Note: When using your Windows system to log into a Linux or Macintosh system, you will probably (depending upon how you have configured your Network Identity Manager identities) want to have your FERMI Domain principal, user@FERMI.WIN.FNAL.GOV, in the .k5login files of the systems you are going to access (as well as your user@FNAL.GOV principal). See note The .k5login File for further information.

For instructions on how to setup and configure MIT Kerberos for Windows, see note Installing MIT Kerberos for Windows.

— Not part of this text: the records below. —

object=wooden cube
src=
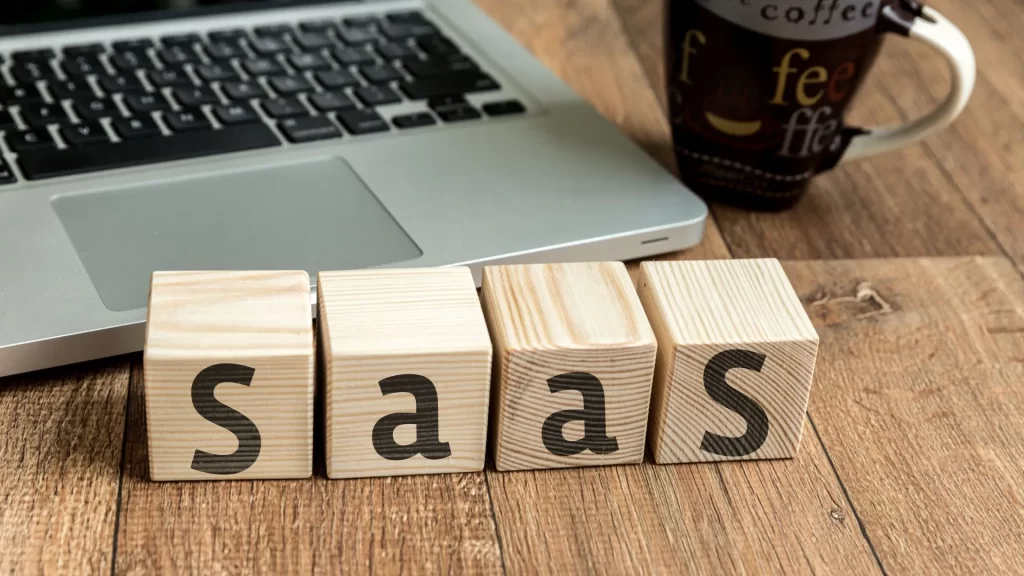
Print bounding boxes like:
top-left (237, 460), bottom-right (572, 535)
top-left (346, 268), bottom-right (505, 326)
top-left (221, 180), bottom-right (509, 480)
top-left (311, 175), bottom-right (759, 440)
top-left (317, 268), bottom-right (492, 479)
top-left (638, 259), bottom-right (818, 463)
top-left (482, 262), bottom-right (657, 470)
top-left (143, 272), bottom-right (315, 481)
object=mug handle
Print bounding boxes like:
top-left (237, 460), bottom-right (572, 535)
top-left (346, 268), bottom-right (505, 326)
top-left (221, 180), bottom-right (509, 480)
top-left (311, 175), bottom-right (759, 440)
top-left (839, 0), bottom-right (977, 164)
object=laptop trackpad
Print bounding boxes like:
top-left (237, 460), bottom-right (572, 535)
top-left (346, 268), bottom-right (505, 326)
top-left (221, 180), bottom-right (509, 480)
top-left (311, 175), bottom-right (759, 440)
top-left (52, 158), bottom-right (422, 311)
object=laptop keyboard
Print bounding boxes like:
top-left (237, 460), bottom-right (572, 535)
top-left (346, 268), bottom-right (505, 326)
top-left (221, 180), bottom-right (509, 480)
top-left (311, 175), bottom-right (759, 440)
top-left (0, 11), bottom-right (525, 184)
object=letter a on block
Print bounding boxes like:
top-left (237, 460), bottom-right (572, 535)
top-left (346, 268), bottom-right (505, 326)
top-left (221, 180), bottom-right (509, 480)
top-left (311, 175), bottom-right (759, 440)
top-left (316, 268), bottom-right (492, 479)
top-left (143, 272), bottom-right (315, 481)
top-left (638, 259), bottom-right (818, 464)
top-left (482, 262), bottom-right (657, 470)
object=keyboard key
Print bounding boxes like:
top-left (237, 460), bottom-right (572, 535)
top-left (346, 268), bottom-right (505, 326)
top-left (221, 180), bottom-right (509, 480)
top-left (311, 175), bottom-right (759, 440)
top-left (242, 58), bottom-right (285, 76)
top-left (261, 98), bottom-right (309, 118)
top-left (313, 70), bottom-right (359, 90)
top-left (111, 52), bottom-right (156, 72)
top-left (391, 112), bottom-right (437, 129)
top-left (436, 104), bottom-right (482, 122)
top-left (0, 84), bottom-right (43, 106)
top-left (75, 98), bottom-right (121, 120)
top-left (295, 32), bottom-right (334, 51)
top-left (0, 158), bottom-right (17, 184)
top-left (403, 57), bottom-right (479, 78)
top-left (220, 82), bottom-right (266, 100)
top-left (60, 122), bottom-right (111, 146)
top-left (157, 44), bottom-right (200, 67)
top-left (338, 110), bottom-right (390, 134)
top-left (269, 76), bottom-right (313, 96)
top-left (148, 68), bottom-right (194, 88)
top-left (482, 100), bottom-right (526, 116)
top-left (164, 109), bottom-right (213, 132)
top-left (288, 53), bottom-right (331, 72)
top-left (299, 20), bottom-right (335, 33)
top-left (18, 124), bottom-right (281, 180)
top-left (416, 35), bottom-right (460, 56)
top-left (160, 34), bottom-right (201, 46)
top-left (381, 22), bottom-right (437, 40)
top-left (377, 42), bottom-right (420, 60)
top-left (338, 28), bottom-right (377, 45)
top-left (213, 102), bottom-right (262, 126)
top-left (427, 94), bottom-right (469, 112)
top-left (113, 116), bottom-right (161, 140)
top-left (61, 43), bottom-right (106, 58)
top-left (48, 80), bottom-right (94, 100)
top-left (249, 37), bottom-right (288, 56)
top-left (342, 16), bottom-right (380, 28)
top-left (206, 42), bottom-right (246, 63)
top-left (60, 55), bottom-right (106, 76)
top-left (206, 28), bottom-right (249, 44)
top-left (309, 92), bottom-right (355, 112)
top-left (125, 92), bottom-right (171, 114)
top-left (253, 24), bottom-right (295, 38)
top-left (99, 74), bottom-right (145, 94)
top-left (278, 116), bottom-right (341, 142)
top-left (401, 73), bottom-right (501, 100)
top-left (7, 128), bottom-right (57, 154)
top-left (10, 60), bottom-right (56, 84)
top-left (359, 64), bottom-right (401, 84)
top-left (353, 86), bottom-right (401, 107)
top-left (384, 11), bottom-right (430, 24)
top-left (10, 48), bottom-right (56, 61)
top-left (22, 104), bottom-right (68, 128)
top-left (111, 38), bottom-right (154, 52)
top-left (174, 86), bottom-right (220, 108)
top-left (196, 64), bottom-right (241, 82)
top-left (334, 47), bottom-right (377, 66)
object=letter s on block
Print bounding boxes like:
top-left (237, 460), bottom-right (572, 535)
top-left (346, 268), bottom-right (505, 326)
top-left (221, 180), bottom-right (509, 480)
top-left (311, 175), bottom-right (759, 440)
top-left (191, 364), bottom-right (261, 476)
top-left (700, 349), bottom-right (768, 457)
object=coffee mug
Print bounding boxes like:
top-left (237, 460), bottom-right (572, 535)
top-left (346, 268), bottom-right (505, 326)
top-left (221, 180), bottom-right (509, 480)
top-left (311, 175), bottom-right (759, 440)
top-left (666, 0), bottom-right (975, 210)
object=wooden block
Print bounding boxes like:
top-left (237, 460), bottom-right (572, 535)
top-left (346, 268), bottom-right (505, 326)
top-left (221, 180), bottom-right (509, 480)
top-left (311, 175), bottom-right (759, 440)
top-left (316, 268), bottom-right (492, 479)
top-left (143, 272), bottom-right (315, 481)
top-left (638, 259), bottom-right (818, 463)
top-left (482, 262), bottom-right (657, 470)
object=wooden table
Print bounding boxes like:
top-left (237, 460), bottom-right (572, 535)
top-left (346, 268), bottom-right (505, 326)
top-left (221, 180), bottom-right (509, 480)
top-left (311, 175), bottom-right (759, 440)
top-left (0, 0), bottom-right (1024, 575)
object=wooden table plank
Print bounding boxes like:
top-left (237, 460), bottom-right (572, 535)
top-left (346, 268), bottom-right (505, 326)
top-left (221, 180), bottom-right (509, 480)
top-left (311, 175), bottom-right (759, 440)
top-left (116, 364), bottom-right (503, 575)
top-left (0, 358), bottom-right (128, 574)
top-left (879, 0), bottom-right (1024, 268)
top-left (478, 0), bottom-right (879, 574)
top-left (613, 0), bottom-right (999, 259)
top-left (785, 258), bottom-right (1024, 574)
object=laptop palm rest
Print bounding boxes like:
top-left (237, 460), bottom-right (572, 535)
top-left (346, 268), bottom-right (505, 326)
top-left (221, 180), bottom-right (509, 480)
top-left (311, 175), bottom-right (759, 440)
top-left (51, 158), bottom-right (422, 312)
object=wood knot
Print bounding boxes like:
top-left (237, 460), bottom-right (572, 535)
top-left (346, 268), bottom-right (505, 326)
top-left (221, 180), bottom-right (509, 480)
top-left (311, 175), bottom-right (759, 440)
top-left (808, 282), bottom-right (893, 326)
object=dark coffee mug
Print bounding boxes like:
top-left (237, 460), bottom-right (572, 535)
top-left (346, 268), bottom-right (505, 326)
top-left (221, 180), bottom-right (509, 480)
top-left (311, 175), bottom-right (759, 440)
top-left (666, 0), bottom-right (975, 210)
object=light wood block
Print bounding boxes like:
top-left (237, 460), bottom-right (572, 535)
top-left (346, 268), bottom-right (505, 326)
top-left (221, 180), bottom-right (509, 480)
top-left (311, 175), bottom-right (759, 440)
top-left (143, 272), bottom-right (315, 481)
top-left (482, 262), bottom-right (657, 470)
top-left (638, 259), bottom-right (818, 463)
top-left (317, 268), bottom-right (492, 479)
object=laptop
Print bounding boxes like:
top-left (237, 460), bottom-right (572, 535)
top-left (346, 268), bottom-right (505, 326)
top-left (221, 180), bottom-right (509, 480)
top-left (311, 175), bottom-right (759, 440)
top-left (0, 0), bottom-right (708, 376)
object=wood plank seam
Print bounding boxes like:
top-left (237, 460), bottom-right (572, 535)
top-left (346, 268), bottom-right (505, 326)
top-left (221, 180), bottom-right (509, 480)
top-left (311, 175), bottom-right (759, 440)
top-left (111, 359), bottom-right (134, 576)
top-left (807, 409), bottom-right (889, 576)
top-left (483, 471), bottom-right (508, 576)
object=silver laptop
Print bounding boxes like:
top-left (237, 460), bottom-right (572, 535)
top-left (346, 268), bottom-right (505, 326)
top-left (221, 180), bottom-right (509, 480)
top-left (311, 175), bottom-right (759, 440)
top-left (0, 0), bottom-right (707, 376)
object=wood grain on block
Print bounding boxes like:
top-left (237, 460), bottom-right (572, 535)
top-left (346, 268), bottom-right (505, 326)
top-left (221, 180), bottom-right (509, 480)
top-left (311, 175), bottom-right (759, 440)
top-left (482, 262), bottom-right (657, 470)
top-left (638, 259), bottom-right (818, 463)
top-left (317, 268), bottom-right (492, 478)
top-left (143, 272), bottom-right (314, 480)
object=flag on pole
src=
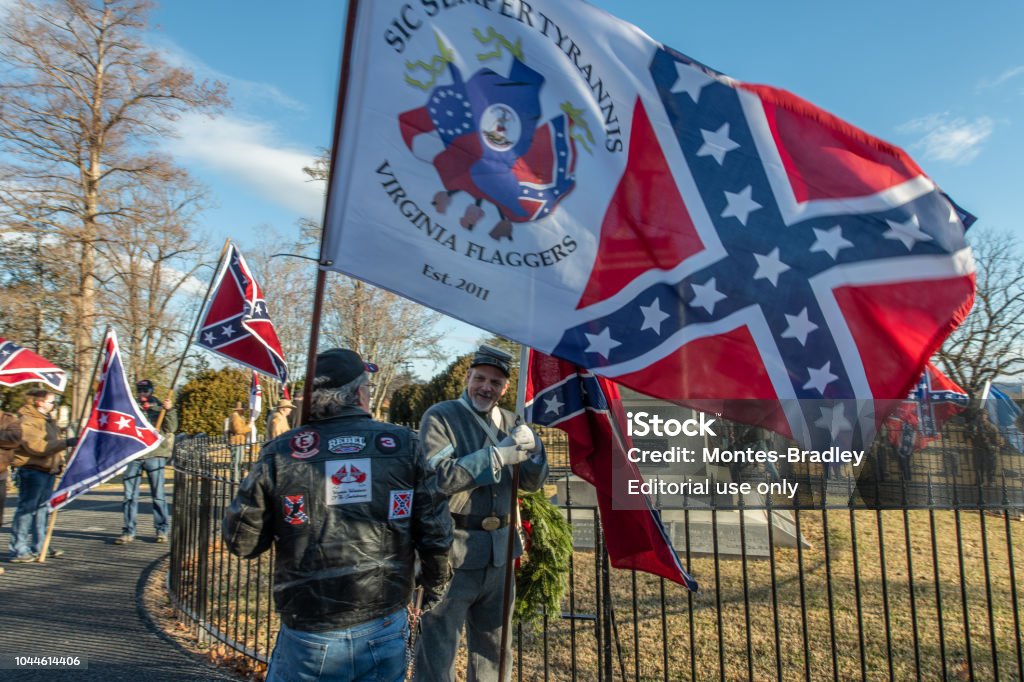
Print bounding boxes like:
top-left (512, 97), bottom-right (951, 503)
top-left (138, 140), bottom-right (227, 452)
top-left (196, 244), bottom-right (288, 381)
top-left (887, 363), bottom-right (971, 450)
top-left (0, 338), bottom-right (68, 393)
top-left (49, 330), bottom-right (163, 510)
top-left (249, 372), bottom-right (263, 442)
top-left (321, 0), bottom-right (975, 447)
top-left (525, 350), bottom-right (697, 592)
top-left (249, 372), bottom-right (263, 419)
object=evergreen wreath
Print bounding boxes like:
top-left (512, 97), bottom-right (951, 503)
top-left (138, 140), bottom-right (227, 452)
top-left (514, 491), bottom-right (572, 628)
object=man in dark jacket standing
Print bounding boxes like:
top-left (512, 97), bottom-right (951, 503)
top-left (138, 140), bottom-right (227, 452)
top-left (223, 348), bottom-right (452, 682)
top-left (416, 345), bottom-right (548, 682)
top-left (10, 388), bottom-right (78, 563)
top-left (114, 379), bottom-right (178, 545)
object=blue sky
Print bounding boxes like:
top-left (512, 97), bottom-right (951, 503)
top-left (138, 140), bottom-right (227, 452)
top-left (151, 0), bottom-right (1024, 372)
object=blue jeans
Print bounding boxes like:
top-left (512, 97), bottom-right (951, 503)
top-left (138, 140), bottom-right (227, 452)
top-left (123, 457), bottom-right (170, 538)
top-left (9, 469), bottom-right (55, 556)
top-left (266, 609), bottom-right (409, 682)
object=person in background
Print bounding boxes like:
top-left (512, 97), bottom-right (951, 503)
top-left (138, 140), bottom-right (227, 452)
top-left (0, 412), bottom-right (22, 576)
top-left (114, 379), bottom-right (178, 545)
top-left (222, 348), bottom-right (452, 682)
top-left (10, 388), bottom-right (78, 563)
top-left (266, 398), bottom-right (295, 440)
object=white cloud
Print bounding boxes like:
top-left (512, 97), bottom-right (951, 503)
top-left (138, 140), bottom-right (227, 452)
top-left (898, 114), bottom-right (995, 166)
top-left (978, 65), bottom-right (1024, 90)
top-left (166, 114), bottom-right (324, 217)
top-left (148, 34), bottom-right (306, 113)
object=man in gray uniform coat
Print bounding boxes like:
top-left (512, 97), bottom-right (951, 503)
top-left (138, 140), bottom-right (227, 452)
top-left (416, 345), bottom-right (548, 682)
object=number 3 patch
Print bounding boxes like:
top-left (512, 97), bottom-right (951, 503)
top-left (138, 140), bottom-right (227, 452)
top-left (375, 433), bottom-right (398, 455)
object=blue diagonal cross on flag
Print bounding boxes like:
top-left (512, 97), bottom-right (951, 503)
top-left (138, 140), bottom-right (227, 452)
top-left (49, 330), bottom-right (162, 509)
top-left (321, 0), bottom-right (975, 449)
top-left (196, 244), bottom-right (288, 383)
top-left (0, 339), bottom-right (68, 392)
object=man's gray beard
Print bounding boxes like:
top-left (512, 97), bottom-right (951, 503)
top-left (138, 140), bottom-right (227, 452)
top-left (469, 395), bottom-right (498, 412)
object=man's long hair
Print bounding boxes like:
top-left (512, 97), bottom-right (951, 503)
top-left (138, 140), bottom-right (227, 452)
top-left (309, 372), bottom-right (369, 421)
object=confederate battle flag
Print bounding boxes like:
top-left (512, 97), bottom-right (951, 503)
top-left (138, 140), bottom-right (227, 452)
top-left (196, 244), bottom-right (288, 383)
top-left (49, 330), bottom-right (162, 509)
top-left (321, 0), bottom-right (975, 447)
top-left (0, 339), bottom-right (68, 393)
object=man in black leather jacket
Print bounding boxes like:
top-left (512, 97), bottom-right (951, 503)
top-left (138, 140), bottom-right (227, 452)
top-left (223, 348), bottom-right (452, 682)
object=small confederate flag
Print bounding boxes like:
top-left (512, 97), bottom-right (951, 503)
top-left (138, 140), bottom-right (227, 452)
top-left (886, 363), bottom-right (971, 450)
top-left (525, 350), bottom-right (697, 592)
top-left (196, 244), bottom-right (288, 382)
top-left (0, 339), bottom-right (68, 392)
top-left (49, 330), bottom-right (162, 509)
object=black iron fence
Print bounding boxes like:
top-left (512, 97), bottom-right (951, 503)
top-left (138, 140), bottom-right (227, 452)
top-left (168, 431), bottom-right (1024, 682)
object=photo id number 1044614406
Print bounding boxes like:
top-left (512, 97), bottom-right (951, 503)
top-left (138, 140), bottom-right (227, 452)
top-left (423, 263), bottom-right (490, 301)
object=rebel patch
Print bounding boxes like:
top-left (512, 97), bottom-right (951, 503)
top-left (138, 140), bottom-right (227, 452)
top-left (387, 491), bottom-right (413, 519)
top-left (281, 495), bottom-right (309, 525)
top-left (288, 431), bottom-right (319, 460)
top-left (327, 436), bottom-right (367, 455)
top-left (324, 459), bottom-right (373, 505)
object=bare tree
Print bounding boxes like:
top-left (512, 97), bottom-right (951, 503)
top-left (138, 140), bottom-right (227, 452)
top-left (321, 276), bottom-right (444, 415)
top-left (246, 225), bottom-right (316, 391)
top-left (0, 0), bottom-right (226, 404)
top-left (0, 231), bottom-right (71, 367)
top-left (938, 229), bottom-right (1024, 397)
top-left (97, 175), bottom-right (207, 381)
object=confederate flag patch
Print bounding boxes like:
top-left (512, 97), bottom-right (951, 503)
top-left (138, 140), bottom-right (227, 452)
top-left (387, 491), bottom-right (413, 519)
top-left (282, 495), bottom-right (309, 525)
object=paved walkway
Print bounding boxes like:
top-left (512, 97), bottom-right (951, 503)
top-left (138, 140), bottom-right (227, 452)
top-left (0, 485), bottom-right (239, 681)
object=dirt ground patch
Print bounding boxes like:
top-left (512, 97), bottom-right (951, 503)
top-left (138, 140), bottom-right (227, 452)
top-left (142, 557), bottom-right (266, 682)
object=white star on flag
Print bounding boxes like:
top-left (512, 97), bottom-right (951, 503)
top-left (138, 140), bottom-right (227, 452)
top-left (586, 327), bottom-right (623, 359)
top-left (697, 123), bottom-right (739, 166)
top-left (690, 278), bottom-right (725, 314)
top-left (804, 360), bottom-right (839, 395)
top-left (640, 298), bottom-right (669, 336)
top-left (882, 215), bottom-right (932, 251)
top-left (672, 61), bottom-right (715, 103)
top-left (544, 395), bottom-right (565, 415)
top-left (754, 247), bottom-right (790, 287)
top-left (811, 225), bottom-right (853, 260)
top-left (779, 308), bottom-right (818, 346)
top-left (722, 185), bottom-right (761, 227)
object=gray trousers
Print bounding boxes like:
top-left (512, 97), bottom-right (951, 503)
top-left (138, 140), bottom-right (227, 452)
top-left (416, 566), bottom-right (515, 682)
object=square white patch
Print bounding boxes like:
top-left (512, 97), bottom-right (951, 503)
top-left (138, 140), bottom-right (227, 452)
top-left (324, 459), bottom-right (373, 505)
top-left (387, 491), bottom-right (413, 519)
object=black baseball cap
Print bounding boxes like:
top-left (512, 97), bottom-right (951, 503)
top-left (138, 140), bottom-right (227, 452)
top-left (313, 348), bottom-right (379, 388)
top-left (469, 344), bottom-right (512, 377)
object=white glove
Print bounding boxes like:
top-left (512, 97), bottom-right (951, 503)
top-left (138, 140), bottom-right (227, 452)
top-left (490, 438), bottom-right (528, 468)
top-left (509, 424), bottom-right (541, 453)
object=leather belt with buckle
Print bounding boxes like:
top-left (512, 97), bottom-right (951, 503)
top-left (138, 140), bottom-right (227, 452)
top-left (452, 514), bottom-right (509, 530)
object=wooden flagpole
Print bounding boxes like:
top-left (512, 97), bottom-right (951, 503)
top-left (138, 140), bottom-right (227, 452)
top-left (498, 345), bottom-right (529, 682)
top-left (36, 327), bottom-right (111, 563)
top-left (299, 0), bottom-right (359, 424)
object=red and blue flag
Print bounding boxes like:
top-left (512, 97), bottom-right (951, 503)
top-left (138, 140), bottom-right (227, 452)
top-left (49, 330), bottom-right (163, 509)
top-left (0, 339), bottom-right (68, 393)
top-left (195, 244), bottom-right (288, 382)
top-left (321, 0), bottom-right (975, 449)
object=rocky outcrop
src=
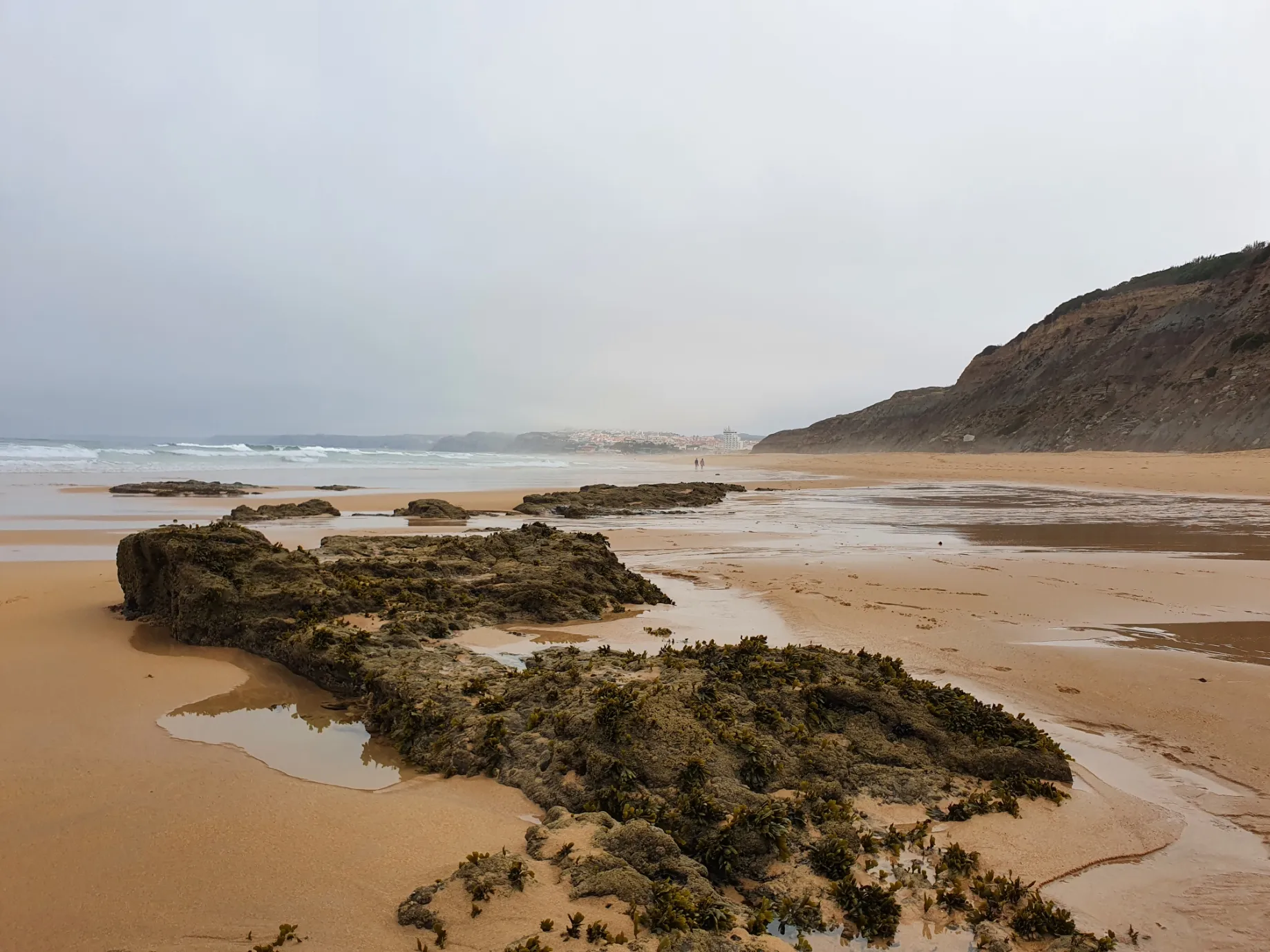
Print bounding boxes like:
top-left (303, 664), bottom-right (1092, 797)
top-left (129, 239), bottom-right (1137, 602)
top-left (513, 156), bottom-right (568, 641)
top-left (229, 499), bottom-right (339, 522)
top-left (392, 499), bottom-right (471, 523)
top-left (755, 242), bottom-right (1270, 453)
top-left (515, 482), bottom-right (746, 519)
top-left (111, 480), bottom-right (265, 496)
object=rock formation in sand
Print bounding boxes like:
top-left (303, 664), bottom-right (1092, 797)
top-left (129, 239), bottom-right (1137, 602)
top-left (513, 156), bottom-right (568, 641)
top-left (392, 499), bottom-right (471, 522)
top-left (515, 482), bottom-right (746, 519)
top-left (111, 480), bottom-right (264, 496)
top-left (229, 499), bottom-right (339, 522)
top-left (755, 242), bottom-right (1270, 453)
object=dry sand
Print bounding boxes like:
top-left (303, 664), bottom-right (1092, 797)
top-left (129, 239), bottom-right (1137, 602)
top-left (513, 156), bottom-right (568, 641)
top-left (0, 459), bottom-right (1270, 952)
top-left (731, 449), bottom-right (1270, 496)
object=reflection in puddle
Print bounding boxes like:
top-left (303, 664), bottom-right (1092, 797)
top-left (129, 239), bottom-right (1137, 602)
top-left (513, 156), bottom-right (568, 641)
top-left (1039, 620), bottom-right (1270, 665)
top-left (131, 625), bottom-right (413, 790)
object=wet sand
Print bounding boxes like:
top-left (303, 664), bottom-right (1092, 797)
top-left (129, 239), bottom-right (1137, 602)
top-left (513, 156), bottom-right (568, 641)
top-left (737, 449), bottom-right (1270, 496)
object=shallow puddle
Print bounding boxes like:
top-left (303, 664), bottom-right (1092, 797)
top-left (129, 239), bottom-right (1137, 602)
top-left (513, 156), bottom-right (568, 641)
top-left (132, 626), bottom-right (417, 790)
top-left (767, 922), bottom-right (974, 952)
top-left (455, 571), bottom-right (796, 667)
top-left (1039, 620), bottom-right (1270, 665)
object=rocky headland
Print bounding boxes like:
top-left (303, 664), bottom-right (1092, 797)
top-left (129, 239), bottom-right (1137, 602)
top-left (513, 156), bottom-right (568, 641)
top-left (117, 522), bottom-right (1096, 952)
top-left (753, 242), bottom-right (1270, 453)
top-left (229, 499), bottom-right (339, 522)
top-left (111, 480), bottom-right (267, 496)
top-left (515, 482), bottom-right (746, 519)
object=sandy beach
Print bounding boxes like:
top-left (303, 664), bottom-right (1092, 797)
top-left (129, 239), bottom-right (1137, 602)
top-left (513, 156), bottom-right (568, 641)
top-left (0, 452), bottom-right (1270, 952)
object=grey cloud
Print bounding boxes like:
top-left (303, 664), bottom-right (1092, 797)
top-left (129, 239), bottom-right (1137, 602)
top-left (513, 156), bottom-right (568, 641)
top-left (0, 0), bottom-right (1270, 434)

Run an interactive SSH Terminal Session to a Kerberized Host

1. Start the PuTTY application. The PuTTY Configuration window will appear.
2. In the Session section, type your destination hostname in the Host Name box. You can also type username@hostname if you are logging in as a different user.
3. Click the Open button to log in. If you don't already have a valid Kerberos ticket, a dialog will pop up asking for your Kerberos username and password.
4. You can also enter a name in the Saved Sessions box and click the Save button for future use. To use a saved session, click on the session name in the Saved Sessions list to select and then click on the Load and then the Open buttons.
   
   

From the Windows command line, run a command on a remote Kerberized Host

PuTTY plink is a command line application that allows for interactive logins from a command window or to execute commands on a remote system (useful for automated processes and scripting).  Documentation on Using Plink is available online with a complete list of command line options. The basic command to run a command on another system is (see the plink documentation for a complete list of options):

plink  -ssh  -batch  [user@]host  command

The -ssh option guarantees that the SSH protocol is used, it is not needed if you have configured PuTTY with Kerberized SSH as your Default Session.  The -batch option is useful for automated processes and scripts, it disables all interactive prompts and instead causes the plink command to fail if there is a problem.  You can also specify the username for the remote system by using the "-l user" option or by pre-pending the username to the hostname as in "user@host" similar to the ssh command under Linux or the Macintosh. If you have setup a Saved Session in PuTTY, you can use that session name in place of the hostname.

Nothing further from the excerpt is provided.